Driven dramatically by climate change, throughout the summer of 2021, much of Canada experienced heatwaves culminating in the hottest temperature ever recorded of 49.6°C set in Lytton, British Columbia (BC) on June 29, 2021. 1 Following the heatwave, the village community of Lytton, numbering 250, was engulfed by fire and subsequently burned to the ground. Two people died as a result. The Lytton First Nation’s tribe members were forced to evacuate and were temporarily relocated across the province. At one point, nearly 300 wildfires were burning across BC alone, prompting evacuation orders that required people to leave their homes immediately. While local governments are still assessing mortality data, the chief coroner of BC reported 815 sudden and unexpected deaths during June 25-30, 2021, mainly affecting older adults. Reference Silberner2,3 As well, the ever-present coronavirus disease 2019 (COVID-19) pandemic complicated the response, as its resultant surge in patients taxed both health care responders as well as the capacity of hospitals to absorb more casualties.
Extreme heat and wildfires have health implications for everyone; however, minority and low-income populations are disproportionately negatively affected due to generations of social inequities and discriminatory practices. Reference Ndugga and Artiga4
Among minority groups, Canada’s indigenous people make up 4.9% of the total population and include First Nations, Metis, and Inuit tribes. 5 Many First Nations’ reserves are in forests that have limited access by road, and in some communities, are accessible only by air. They live in some of the most at-risk communities that are vulnerable to wildfires. Their “at-risk” status will only increase due to worsening climate change and lack of action from governments. From 1980-2007, researchers found that indigenous people made up over one-third of the evacuations in Canada due to wildfires alone. Reference Beverly and Bothwell7
While indigenous health inequities in Canada have been well-documented in scientific literature and the popular press, the understanding of the direct injury effects and the psychosocial and mental health implications of wildfires on indigenous populations are nascent. Reference Stephens, Porter, Nettleton and Disappearing8
Indigenous people in Canada are at a higher risk of many chronic respiratory diseases, as well as other non-communicable diseases and hospitalization, compared to the general population. The health impact of wildfire smoke is known to exacerbate underlying pathology due to high temperatures and inhalation of fine particulate matter PM2.5. Particle sizes in this range are of significant concern as they can penetrate deep into the lungs, easily reaching the alveoli, with resultant injury and absorption into the circulation. A recent study examining extreme wildfires in Canada’s high subarctic during 2014 suggests that the cardiorespiratory impacts of extended exposure to poor air quality disproportionately impacted the health of indigenous people. Recent evidence suggests that the long-term effects of wildfire fire exposure may have significant health effects. A longitudinal study that included more than two million people over a 20-year period found that wildfire exposure was associated with increased incidence of lung cancer and brain tumors. Reference Korsiak, Pinault, Christidis, Burnett, Abrahamowicz and Weichenthal9 Given the incidence of these co-morbidities, wildfires pose a significantly greater health threat to this population group. Reference Howard, Rose and Dodd10 Alarmingly, despite growing evidence of the deleterious effect of wildfires on the health outcomes of indigenous people, health systems remain unprepared to deal with these mounting challenges. Health systems can barely take on extra pressure from an aging population, let alone tackling social inequalities, pandemics, wars, and natural events.

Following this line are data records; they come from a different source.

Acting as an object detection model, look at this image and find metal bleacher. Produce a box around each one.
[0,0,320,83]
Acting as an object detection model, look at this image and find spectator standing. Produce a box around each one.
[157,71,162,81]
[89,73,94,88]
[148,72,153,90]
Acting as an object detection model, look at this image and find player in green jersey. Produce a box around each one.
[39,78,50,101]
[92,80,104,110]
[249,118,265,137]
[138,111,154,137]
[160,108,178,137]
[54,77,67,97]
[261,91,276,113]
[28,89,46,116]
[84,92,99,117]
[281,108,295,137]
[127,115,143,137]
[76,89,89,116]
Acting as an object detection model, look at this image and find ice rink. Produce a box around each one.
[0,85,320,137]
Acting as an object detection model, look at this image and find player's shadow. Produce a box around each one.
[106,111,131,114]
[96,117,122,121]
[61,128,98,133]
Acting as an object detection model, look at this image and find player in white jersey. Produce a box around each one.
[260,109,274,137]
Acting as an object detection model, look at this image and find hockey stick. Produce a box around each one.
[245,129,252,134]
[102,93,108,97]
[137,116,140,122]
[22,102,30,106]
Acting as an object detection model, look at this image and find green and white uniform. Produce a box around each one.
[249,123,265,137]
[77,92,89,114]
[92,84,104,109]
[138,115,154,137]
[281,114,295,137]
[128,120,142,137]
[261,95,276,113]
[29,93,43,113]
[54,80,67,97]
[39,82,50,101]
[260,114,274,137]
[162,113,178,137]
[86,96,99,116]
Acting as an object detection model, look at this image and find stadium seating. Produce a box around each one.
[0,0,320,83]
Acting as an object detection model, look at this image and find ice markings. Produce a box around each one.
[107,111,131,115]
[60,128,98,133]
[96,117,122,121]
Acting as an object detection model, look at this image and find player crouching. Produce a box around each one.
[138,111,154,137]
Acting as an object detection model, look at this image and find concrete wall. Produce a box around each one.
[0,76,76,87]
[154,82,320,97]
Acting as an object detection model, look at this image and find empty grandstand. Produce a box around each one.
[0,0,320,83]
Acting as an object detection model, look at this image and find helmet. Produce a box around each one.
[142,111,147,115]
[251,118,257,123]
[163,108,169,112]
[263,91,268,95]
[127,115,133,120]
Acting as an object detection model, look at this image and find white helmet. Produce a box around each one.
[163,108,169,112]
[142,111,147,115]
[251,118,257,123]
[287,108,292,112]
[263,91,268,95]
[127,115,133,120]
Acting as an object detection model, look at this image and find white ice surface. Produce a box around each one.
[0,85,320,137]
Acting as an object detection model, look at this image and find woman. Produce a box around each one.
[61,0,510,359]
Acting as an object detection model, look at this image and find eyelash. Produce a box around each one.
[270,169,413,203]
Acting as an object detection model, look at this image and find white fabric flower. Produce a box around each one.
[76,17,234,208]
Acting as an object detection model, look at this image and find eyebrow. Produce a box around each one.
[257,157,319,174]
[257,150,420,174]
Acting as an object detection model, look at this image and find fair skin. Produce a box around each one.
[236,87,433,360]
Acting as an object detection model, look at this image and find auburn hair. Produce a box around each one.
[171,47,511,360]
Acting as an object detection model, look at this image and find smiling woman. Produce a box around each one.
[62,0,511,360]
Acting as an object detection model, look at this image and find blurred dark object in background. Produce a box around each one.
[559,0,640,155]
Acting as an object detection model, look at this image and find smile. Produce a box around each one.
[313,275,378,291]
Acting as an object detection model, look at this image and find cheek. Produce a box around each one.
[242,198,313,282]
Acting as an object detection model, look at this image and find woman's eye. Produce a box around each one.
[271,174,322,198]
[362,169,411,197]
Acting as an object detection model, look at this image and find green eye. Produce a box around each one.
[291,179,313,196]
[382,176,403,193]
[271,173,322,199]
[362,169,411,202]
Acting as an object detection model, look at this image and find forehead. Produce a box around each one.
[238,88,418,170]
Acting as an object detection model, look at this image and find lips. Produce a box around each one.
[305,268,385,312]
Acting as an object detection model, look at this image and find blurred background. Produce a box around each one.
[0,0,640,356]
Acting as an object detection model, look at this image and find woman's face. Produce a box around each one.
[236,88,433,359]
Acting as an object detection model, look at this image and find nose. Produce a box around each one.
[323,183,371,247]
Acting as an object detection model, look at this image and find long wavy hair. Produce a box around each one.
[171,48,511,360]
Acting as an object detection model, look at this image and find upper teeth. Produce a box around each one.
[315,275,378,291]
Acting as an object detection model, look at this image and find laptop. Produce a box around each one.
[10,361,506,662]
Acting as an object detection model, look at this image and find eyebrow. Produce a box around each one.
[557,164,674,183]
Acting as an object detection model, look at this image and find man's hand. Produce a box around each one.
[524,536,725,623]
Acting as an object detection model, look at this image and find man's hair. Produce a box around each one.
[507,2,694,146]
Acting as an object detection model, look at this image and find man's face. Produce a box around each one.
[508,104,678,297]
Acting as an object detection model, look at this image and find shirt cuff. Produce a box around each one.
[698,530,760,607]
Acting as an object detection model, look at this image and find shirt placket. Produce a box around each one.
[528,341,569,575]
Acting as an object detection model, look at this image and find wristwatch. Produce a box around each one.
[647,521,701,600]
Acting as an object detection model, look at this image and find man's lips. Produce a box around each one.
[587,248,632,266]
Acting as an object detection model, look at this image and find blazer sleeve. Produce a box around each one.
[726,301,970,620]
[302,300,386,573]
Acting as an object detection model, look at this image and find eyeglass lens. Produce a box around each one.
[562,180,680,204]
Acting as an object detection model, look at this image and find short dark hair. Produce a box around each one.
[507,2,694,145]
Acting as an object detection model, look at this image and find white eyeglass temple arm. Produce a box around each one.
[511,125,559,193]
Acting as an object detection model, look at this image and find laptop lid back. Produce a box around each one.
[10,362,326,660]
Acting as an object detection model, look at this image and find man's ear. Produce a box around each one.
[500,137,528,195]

Adverse health outcomes impacting indigenous people are expected to increase throughout the 21st century, particularly in boreal forests. Wildland fires are projected to be more prevalent in number, size, and intensity due to climate-warming increases in scorching, dry weather and increasing fire season duration. Reference Erni, Johnston and Boulanger11 Provincial and Territorial health leaders in Canada need to take urgent action to mitigate the health inequity of indigenous people due to wildland fires. Future planning must consider the vulnerabilities of indigenous people, not only from the evacuation standpoint, but how they intend to care for their psychosocial and mental needs that are too often overlooked in the recovery and rehabilitation of their communities. A multi-pronged approach is needed. Many health care providers are not trained in how to manage the health effects of wildfires. Specialized training in disaster medicine and emergency management is required in order to build effective health care treatment approaches, organizational capacity, and sustainability. Additional investments in the indigenous community’s infrastructure include proactively preparing for potential supply disruptions due to COVID-19, stockpiling medications and supplies, and retrofitting and updating ventilation systems capable of maintaining indoor air quality while sheltering in place.
These wildfires occurring during the COVID-19 pandemic have demonstrated how disruptive compounding disasters can be, putting minority populations such as First Nations, Metis, and Inuit tribes at increased risk and decreased priority. Going forward, if the necessarily proactive mitigation and preparedness steps are not undertaken, the ability to attenuate health inequity in the indigenous community by building resiliency to wildfire disasters will be significantly hampered.
Conflicts of interest
There are no conflicts of interest to declare on behalf of all authors.